The Social Security Act 1986 will open up new opportunities for employees to take out personal pensions and for employers to set up new sorts of pension schemes. These choices are explained in leaflets and will be advertised on television and in the press later in the year, but it is not for the Government to offer pensions advice to individual scheme members.
I am grateful for my hon. Friend's reply. The changes in choices in pension provision are to be welcomed and should ensure that future generations of elderly people will benefit considerably from the new choice. Is my hon. Friend aware that there is widespread concern among trustees and managers of pensions funds that if members of occupational schemes opt out of them they may inadvertently lose entitlement to important fringe benefits, such as death-in-service cover and widows' pensions? When publicising the Government's plans, will he take every opportunity to warn the public of those dangers?
I recognise my hon. Friend's expertise in this matter. The Financial Services Act 1986 contains conduct of business rules that require suppliers to give the best advice to their potential customers. That will include discovering the client's present position and whether the client has an occupational pension. If the client has such a pension, the supplier should advise him or her about what benefits might be lost from the occupational pension and what benefits may be gained.
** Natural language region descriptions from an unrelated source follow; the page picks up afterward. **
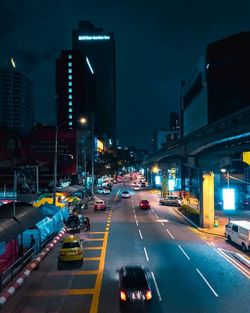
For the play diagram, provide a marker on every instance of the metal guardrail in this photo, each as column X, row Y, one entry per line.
column 19, row 264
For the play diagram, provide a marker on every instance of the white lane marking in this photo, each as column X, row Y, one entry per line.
column 162, row 221
column 238, row 266
column 140, row 233
column 145, row 251
column 216, row 295
column 184, row 252
column 156, row 286
column 170, row 233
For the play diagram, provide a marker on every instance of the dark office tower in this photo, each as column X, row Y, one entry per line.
column 99, row 48
column 16, row 99
column 74, row 88
column 174, row 121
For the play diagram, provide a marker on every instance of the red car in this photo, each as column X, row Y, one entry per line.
column 99, row 205
column 144, row 204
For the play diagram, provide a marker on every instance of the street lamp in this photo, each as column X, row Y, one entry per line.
column 82, row 121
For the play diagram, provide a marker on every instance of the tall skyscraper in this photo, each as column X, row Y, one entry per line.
column 16, row 99
column 74, row 88
column 98, row 48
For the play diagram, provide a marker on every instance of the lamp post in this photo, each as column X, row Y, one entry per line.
column 81, row 121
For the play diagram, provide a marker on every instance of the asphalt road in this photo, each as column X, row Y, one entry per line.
column 188, row 271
As a spin-off from our reforms, occupational pension scheme suppliers will have to explain the benefits more carefully to members.
Is not the spin-off from the so-called reforms, which are really highly regressive, an increased cost on local authorities such as the West Yorkshire fire authority? That authority has made representations to me, claiming that the costs of posing alternative, inferior schemes to the present fire authority scheme are not provided for by the Home Office. That means an extra cost on a fire authority that is desperate to maintain the standards imposed by the Home Office. In some areas it cannot meet the Home Office requirements. Will the Minister get together with the Home Office and ensure that all costs imposed by the Government's rotten schemes are provided for?
I should be happy to explore that point, but I do not recognise it. I believe that the reforms provide a much wider range of pensions choice, which will offer people opportunities in future without shackling them to a particular employer.
Is my hon. Friend aware that the flow of funds into public sector provision for retirement is on an altogether much more generous scale than for the bulk of people in the private sector? Will he take steps to encourage employers to put far more funds into the provision of retirement benefit for employees in the private sector so that the vast bulk of our population are freed from the risk that they may be obliged to go through the humiliation in retirement of applying for means-tested benefit?
One of the effects of our reforms is that they will raise the public's consciousness and awareness about pensions choices. That will oblige occupational pension scheme suppliers to explain the benefits more carefully to their members. It will probably encourage members to be more demanding of their occupational pension schemes.